Use our Single Parent forum to speak to other parents raising a child alone.

How do you manage birthdays

8 replies

mintmagnum3 · 23/11/2023 20:15

You're the primary parent, how do you manage birthdays with ex?
They live with me but do see their dad.

OP posts:
Danikm151 · 23/11/2023 20:22

3 birthdays so far. Have always offered for Dad to join activities. Once he agreed and then cancelled the night before. Maybe next year.

offer as your child will love to have both parents unless you don’t get along.

Singleandproud · 23/11/2023 20:30

Alternate birthdays each year.
If I organised a birthday party ex was not invited but we never lived as a couple and DD was entirely used to it and she would have found it more unusual if he had been there.
Whilst her dad never organised a class birthday he did a family one with his side

DD enjoys effectively having a week long birthday

mintmagnum3 · 23/11/2023 20:51

We had an agreement previously to share the birthday. So for example, they wake up with one parent, then we take them for a activity/meal/day out and then go home with the other parent.
He now has a partner and doesn't think this is appropriate.
I respect his decision but I'm not sure what the best solution is.
I can't agree to alternating the years. My children would be so upset to not be home on their special day and i too would be devastated.

OP posts:
Windywuss · 23/11/2023 20:53

He usually sees Dad for a few hours. This was ok when he was little because it either gave me a rest after a party or gave me chance to get it ready. These days he sees his Dad more often the day before or after. Dad isn't worried about it particularly.

Would never invite his Dad to a joint celebration. His Dad and I get on enough for my son's sake but he was pretty abusive in the past so he's never setting foot in my house etc.

jelly79 · 23/11/2023 21:19

Birthdays are with me. Dad left when I was pregnant. He sees DS.

mintmagnum3 · 23/11/2023 21:35

jelly79 · 23/11/2023 21:19

Birthdays are with me. Dad left when I was pregnant. He sees DS.

Same.
But dad seems to see past this.

For me it's such a special day, a day I have birth on my own.
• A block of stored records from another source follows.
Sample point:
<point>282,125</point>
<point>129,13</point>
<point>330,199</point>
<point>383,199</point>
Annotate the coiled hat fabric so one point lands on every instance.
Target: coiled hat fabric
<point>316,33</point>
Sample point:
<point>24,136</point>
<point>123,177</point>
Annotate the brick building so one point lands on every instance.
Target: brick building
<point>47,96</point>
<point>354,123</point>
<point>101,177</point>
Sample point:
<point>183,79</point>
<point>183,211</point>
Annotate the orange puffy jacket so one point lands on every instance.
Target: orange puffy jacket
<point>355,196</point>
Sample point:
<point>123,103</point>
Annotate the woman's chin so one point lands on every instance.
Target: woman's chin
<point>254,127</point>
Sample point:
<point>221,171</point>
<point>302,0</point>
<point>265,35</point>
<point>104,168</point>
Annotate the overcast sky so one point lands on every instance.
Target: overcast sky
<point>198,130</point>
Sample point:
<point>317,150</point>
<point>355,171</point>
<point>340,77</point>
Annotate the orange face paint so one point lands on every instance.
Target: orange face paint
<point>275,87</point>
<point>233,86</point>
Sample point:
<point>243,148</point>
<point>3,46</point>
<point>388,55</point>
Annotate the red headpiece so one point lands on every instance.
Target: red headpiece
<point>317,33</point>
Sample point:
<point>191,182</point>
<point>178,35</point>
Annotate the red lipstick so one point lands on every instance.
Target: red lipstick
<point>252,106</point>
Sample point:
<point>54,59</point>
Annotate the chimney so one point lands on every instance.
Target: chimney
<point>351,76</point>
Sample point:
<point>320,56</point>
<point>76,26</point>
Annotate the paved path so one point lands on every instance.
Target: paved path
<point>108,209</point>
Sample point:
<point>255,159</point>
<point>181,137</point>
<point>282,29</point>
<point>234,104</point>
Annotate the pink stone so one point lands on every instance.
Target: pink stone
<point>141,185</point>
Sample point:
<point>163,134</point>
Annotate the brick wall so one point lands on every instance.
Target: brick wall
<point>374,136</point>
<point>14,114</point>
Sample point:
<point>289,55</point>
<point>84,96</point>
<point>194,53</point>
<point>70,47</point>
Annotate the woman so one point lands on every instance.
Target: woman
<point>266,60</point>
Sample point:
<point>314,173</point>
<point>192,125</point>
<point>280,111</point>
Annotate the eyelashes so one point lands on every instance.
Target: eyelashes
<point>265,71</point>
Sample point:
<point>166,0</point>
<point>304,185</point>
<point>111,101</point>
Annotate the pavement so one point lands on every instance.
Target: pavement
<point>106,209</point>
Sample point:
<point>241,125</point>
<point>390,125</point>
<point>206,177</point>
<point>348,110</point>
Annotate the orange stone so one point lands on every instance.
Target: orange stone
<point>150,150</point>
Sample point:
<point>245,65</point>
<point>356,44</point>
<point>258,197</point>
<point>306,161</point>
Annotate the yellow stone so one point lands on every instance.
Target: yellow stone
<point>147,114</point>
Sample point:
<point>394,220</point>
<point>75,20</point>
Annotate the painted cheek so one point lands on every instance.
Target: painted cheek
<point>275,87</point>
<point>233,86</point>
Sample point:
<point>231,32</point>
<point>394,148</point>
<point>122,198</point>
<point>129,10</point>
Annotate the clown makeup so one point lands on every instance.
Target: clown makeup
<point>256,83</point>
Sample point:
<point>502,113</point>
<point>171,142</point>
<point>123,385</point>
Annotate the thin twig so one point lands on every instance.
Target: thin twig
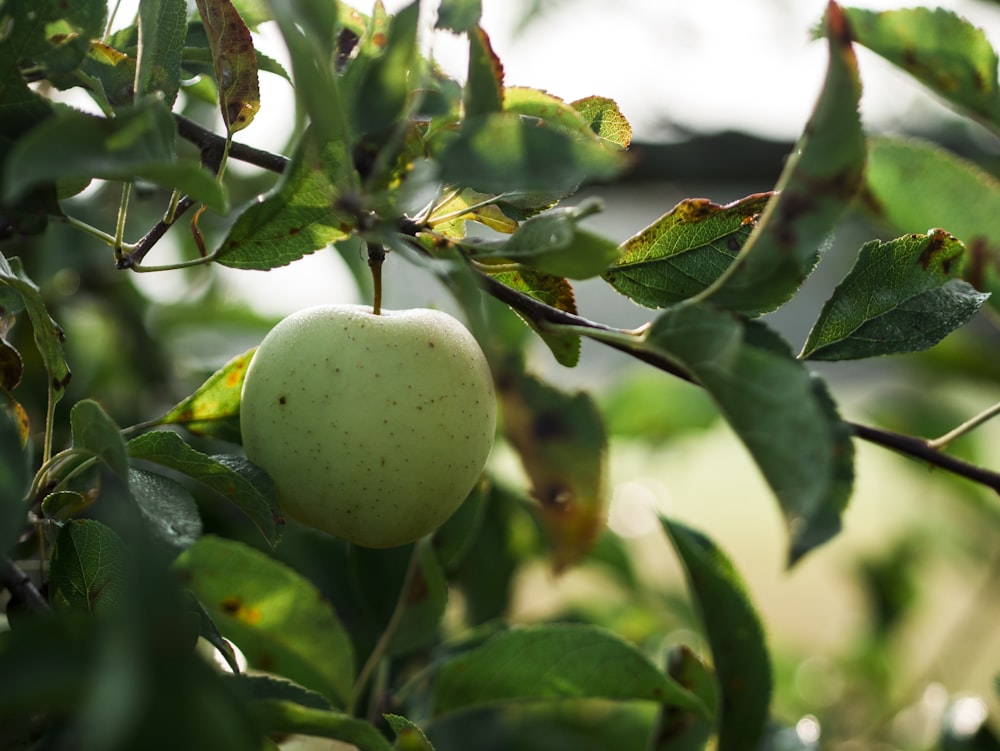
<point>17,583</point>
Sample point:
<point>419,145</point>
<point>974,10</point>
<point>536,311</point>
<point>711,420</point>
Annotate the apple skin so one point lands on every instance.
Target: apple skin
<point>374,428</point>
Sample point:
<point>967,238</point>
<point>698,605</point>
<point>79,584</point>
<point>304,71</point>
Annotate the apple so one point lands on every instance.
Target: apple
<point>374,427</point>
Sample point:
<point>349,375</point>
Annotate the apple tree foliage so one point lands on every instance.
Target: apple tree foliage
<point>155,534</point>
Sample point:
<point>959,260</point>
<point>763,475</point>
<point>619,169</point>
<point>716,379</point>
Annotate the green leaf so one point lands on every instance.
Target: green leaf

Breaks my heart the thought of not sharing it with them!

OP posts:
ErinAoife · 23/11/2023 22:09

I always invited my ex to the kids birthday and his family
Most of the time he doesn't turn up as he prioritise his girlfriend instead of the kids. For the past two years. He is doi g a party for my youngest and never invited me so this year I did not bother invite him any way he wasn't even there he was on a weekend away with his girlfriend and after took the mi term off to spend with his girlfriend and her kids, he won't bother to spend the holiday with his kids he could have took them with him. Especially when his girlfriend keeps saying to his sister how much she wants her kids to be close to my daughter, she seems to forget that ex and I have three kids together not one (one is an adult and in uni away). I learnt recently that when ex is going to his girlfriend when he had the kids he only took my daughter and leave our teenager on his own, learn about it when my kid turn up drunk at 2.30am in the morning when he was supposed to be with his dad ( he lost his dad house key).

Orangeandgold · 27/11/2023 19:49

My DD has always loved bdays and so I always host something for her and her friends. He is invited. I treat it as her day, not my day or the families day - it’s her day. It’s up to him to join.

we always do cake and something small at home on the actually day (if it doesn’t fall on the weekend when it’s easier to host a little gathering with friends) and family are welcome - including ex.